Along Came Trouble

chapter Twenty-three



The slow-motion slide of her heart into her stomach made it impossible for Ellen to unbuckle her seat belt. Caleb had to do it for her.

Her baby was playing with his father in the sandbox, and Weasel Face crouched next to them, taking their picture.

Henry wasn’t in any danger. He was perfectly content, talking to himself and shoveling sand onto the back of his dump truck with the solemnity of the very young while Richard perched on the edge of the sandbox, performing parental attentiveness.

And yet Ellen’s hands shook so hard, she had trouble working the door latch.

Again, Caleb was there, helping her out of the car, and he said, “Let me handle this,” low and cautionary, but she could hardly hear him because there was a man, a strange man taking pictures of her son so he could put them in newspapers and on the Internet, where thousands of other strangers would see the soft, downy curve of Henry’s cheeks and his innocent blue eyes, clear as a mountain lake.
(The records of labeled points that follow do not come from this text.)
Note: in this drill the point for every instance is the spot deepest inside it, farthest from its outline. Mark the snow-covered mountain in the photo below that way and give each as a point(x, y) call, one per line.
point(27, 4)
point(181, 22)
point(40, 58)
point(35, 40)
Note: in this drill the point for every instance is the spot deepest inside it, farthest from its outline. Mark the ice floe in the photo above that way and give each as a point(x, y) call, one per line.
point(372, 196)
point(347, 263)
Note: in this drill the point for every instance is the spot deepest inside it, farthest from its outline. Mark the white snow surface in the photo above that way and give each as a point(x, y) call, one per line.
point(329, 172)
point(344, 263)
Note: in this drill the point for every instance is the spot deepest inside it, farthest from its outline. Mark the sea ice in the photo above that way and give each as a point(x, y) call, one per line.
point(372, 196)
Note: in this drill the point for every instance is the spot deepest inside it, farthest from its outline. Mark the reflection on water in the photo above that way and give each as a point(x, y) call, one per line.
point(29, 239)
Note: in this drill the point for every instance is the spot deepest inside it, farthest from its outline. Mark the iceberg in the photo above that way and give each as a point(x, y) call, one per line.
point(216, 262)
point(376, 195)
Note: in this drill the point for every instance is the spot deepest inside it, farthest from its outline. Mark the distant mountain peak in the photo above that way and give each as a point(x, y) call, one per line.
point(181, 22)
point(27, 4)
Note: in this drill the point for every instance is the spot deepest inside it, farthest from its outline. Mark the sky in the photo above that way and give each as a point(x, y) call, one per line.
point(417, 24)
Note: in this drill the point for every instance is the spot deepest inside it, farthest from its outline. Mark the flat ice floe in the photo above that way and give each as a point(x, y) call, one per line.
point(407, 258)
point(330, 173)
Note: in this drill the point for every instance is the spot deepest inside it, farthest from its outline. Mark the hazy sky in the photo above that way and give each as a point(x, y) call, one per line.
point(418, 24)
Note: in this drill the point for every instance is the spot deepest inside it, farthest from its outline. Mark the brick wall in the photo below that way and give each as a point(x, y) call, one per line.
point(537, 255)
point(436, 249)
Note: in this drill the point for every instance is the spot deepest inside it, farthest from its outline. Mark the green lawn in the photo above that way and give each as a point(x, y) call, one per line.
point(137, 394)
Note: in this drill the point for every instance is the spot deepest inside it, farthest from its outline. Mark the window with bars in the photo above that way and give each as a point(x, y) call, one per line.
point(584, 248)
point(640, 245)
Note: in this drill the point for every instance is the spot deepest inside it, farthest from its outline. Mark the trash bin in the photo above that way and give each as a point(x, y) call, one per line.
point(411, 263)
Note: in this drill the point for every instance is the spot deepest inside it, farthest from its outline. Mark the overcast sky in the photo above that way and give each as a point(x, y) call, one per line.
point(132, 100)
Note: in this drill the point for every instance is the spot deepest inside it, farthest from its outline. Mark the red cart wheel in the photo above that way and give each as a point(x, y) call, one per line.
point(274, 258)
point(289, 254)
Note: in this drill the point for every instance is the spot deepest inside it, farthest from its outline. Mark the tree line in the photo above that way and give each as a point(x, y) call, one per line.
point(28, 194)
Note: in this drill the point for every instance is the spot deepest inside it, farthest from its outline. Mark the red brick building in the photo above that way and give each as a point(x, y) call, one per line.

They weren’t his father’s blue eyes at all. They were Henry’s. Not Richard’s to sell. Henry’s.

And then, without realizing she’d crossed the drive, she had Henry in her arms. She’d plucked him so abruptly from the sand that it streamed off him, filtering into her sandals, and he went stiff and shoved against her with both hands as she pressed her face against his cheek. “Ma put you down,” he said. “Henry is working.”

But she couldn’t. She knew she was overreacting—Henry had been in candid shots before, and a picture now and again wouldn’t bring the world to an end—but still she couldn’t stop herself from burying her face in his hair and breathing in the little-boy smell of him, that sweet combination of baby shampoo and cheddar bunnies and dirt.

The camera whirred and clicked quietly, recording her reunion with her son.

The photographs weren’t the issue. It was the violation. Richard’s violation—but here was the vulture he’d hired, sticking his camera in her face and saying, “Smile.” Until the edges of her field of vision turned scarlet, she’d had no idea the expression “seeing red” was anything more than a figure of speech. It was real, probably the result of the blood pounding in her ears.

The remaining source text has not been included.